Eric sits me down on the couch and I sink into the quicksand cushions. I scramble at his shirt, furrowing my fingers in the cloth like someone holding on for dear life. He stays with me the whole time, whispering against my shoulder.
“Breathe,” he says.
I force myself to breathe in through my nose and out through my mouth. My tears dry on my cheeks and soak into Eric’s shirt.

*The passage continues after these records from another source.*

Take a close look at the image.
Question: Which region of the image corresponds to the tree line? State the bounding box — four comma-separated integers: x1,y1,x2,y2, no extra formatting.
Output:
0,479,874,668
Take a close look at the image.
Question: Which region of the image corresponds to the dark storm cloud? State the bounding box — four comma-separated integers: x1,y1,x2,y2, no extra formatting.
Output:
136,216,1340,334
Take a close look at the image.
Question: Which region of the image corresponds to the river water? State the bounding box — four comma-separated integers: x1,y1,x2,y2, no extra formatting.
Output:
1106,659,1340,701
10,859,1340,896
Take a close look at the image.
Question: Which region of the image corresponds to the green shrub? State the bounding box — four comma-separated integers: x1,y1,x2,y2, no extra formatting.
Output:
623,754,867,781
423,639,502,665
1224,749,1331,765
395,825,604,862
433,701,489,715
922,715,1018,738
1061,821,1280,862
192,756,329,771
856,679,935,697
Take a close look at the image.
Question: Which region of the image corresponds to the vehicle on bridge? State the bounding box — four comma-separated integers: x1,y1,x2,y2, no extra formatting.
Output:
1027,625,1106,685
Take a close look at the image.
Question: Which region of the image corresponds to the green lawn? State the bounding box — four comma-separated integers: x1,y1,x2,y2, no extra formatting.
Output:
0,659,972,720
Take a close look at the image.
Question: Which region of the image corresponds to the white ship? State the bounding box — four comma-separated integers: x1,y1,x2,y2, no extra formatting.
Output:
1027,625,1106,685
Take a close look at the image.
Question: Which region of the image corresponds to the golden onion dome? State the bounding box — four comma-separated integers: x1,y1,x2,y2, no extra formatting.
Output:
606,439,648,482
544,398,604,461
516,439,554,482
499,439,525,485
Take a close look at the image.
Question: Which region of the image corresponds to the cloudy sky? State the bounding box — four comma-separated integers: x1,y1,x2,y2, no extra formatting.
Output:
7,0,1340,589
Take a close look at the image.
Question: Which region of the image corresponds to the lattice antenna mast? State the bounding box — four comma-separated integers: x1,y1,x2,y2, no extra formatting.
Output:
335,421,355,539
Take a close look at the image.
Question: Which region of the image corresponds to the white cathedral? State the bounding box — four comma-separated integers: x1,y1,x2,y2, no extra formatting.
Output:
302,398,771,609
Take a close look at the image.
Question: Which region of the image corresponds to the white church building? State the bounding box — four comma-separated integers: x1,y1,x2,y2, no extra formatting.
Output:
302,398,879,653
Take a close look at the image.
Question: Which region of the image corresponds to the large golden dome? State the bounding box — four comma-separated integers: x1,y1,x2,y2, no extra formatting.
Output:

In my exhaustion I consider telling him everything that just happened with my dad, with the makeup, with the dumpster. But I can’t. I’m headed for a lifetime of repression and pain either way, and it’s like Carson always says: if you’re going into town, you might as well go in a Lincoln.
Eric squeezes my shoulder. “How can we make you feel better?” he says softly. I rub my eyes and sigh.
“I think I want to try out for the football team,” I say, before I really know why I’m saying it.
Eric arches an eyebrow and leans back.
“Wait, what?” he says.
“I know it sounds crazy, but yeah.”
And suddenly I am sure. I sniffle the last of the mucus away and nod so hard my headache comes back. It’s pointless to imagine living in some different reality. I have the life I have. I live where I live. If I can’t be a girl then I’ll throw myself completely into being a boy.
“Really?”
“Yeah,” I say.
Eric leans down into my field of view and gives me a skeptical look. I shove him away, but with a light touch so he knows I’m only kidding.
“What?” I say. “You think I can’t? I seem to remember you leaning on me back in middle school, and I’m as tall as you now.” That hurts like hell to think about, but my tear ducts must be spent because I don’t start sobbing again. “I’ll hit weights with you and Dad and try out before next season. I can do it.”
He runs a hand over his scalp and blows out a long breath. “Yeah, sure. But why?”
“Something has to change,” I say. It might not be the whole truth but at least it is true. “Who I am right now, who I’ve been, it just doesn’t work. It has to change.”
“But…” Eric rubs a knuckle against his lips and narrows one eye. “I like who you are.”
He’s being generous.
“Thanks,” I say, running my fingers through my sweat-matted hair and staring for a while at his shaved hair under the light. “And one other thing.”
“Yeah, anything.”
“I want you to cut my hair off,” I say.
Eric shifts away from me, a shocked look on his face. He takes the ends of my hair between his fingers, pulls the long brown strands toward him. My hair glimmers in the low light of the living room. I haven’t cut it since Mom died, but I push that thought away.
“You sure?” Eric asks, incredulous.
“Positive,” I reply, suddenly more certain of this choice than anything else I’ve ever done in my life.
ERIC
I send Morgan to the back porch and run upstairs to Mom’s craft room. My parents are away this weekend, at some church couples retreat to work on their marriage, and I have the house to myself. I’m not sure if chopping his hair off will really help—and I have zero clue if him joining the football team will make him feel better—but helping him is the least I can do. Seeing Morgan cry like that, like he used to but worse somehow, more raw and desperate, left me needing to do something.